China's Language and Culture Press, one of the most authoritative publishers of school textbooks, has revised its Chinese language textbooks by raising the proportion of traditional culture from 30 percent to 50 percent. If approved, the Ministry of Education will put the textbooks into use.

In the opinion of Wang Xuming, president of the Language and Culture Press and a former spokesman for the Ministry of Education, the fundamental importance of the mother tongue must be stressed in the curriculum, and traditional Chinese culture should be placed at the core of Chinese language learning.

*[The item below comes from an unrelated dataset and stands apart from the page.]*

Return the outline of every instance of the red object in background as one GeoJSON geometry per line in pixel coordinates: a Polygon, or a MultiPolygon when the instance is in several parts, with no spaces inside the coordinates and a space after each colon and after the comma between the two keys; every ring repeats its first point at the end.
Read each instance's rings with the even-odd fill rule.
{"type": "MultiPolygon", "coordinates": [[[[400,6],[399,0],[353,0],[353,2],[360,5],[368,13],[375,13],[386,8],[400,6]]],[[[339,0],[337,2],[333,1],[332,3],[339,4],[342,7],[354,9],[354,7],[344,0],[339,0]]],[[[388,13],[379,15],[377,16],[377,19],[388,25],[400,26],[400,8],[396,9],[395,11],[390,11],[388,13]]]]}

He also called for more effective and creative ways of teaching to make the classics more appealing.

"For example, we placed enlightening open questions in the textbook such as 'How would you relate Confucianism to modern society?' to prompt student thought. We hope to combine the lessons with contemporary issues in the hope that students can utilize ancient wisdom to solve current problems," Wang says.

The enthusiasm for traditional Chinese culture has created a growing demand for teachers specializing in this area. Some colleges and universities have started special graduate and postgraduate courses in the subject. The Ministry of Education announced that traditional Chinese culture will become an official major in universities starting next year.

Professor Guo Qiyong, dean of the School of Chinese Classics at Wuhan University, says traditional culture offers China the ideological roots to develop and prosper as a nation. Without it, Chinese would lose their identity in the trend of globalization.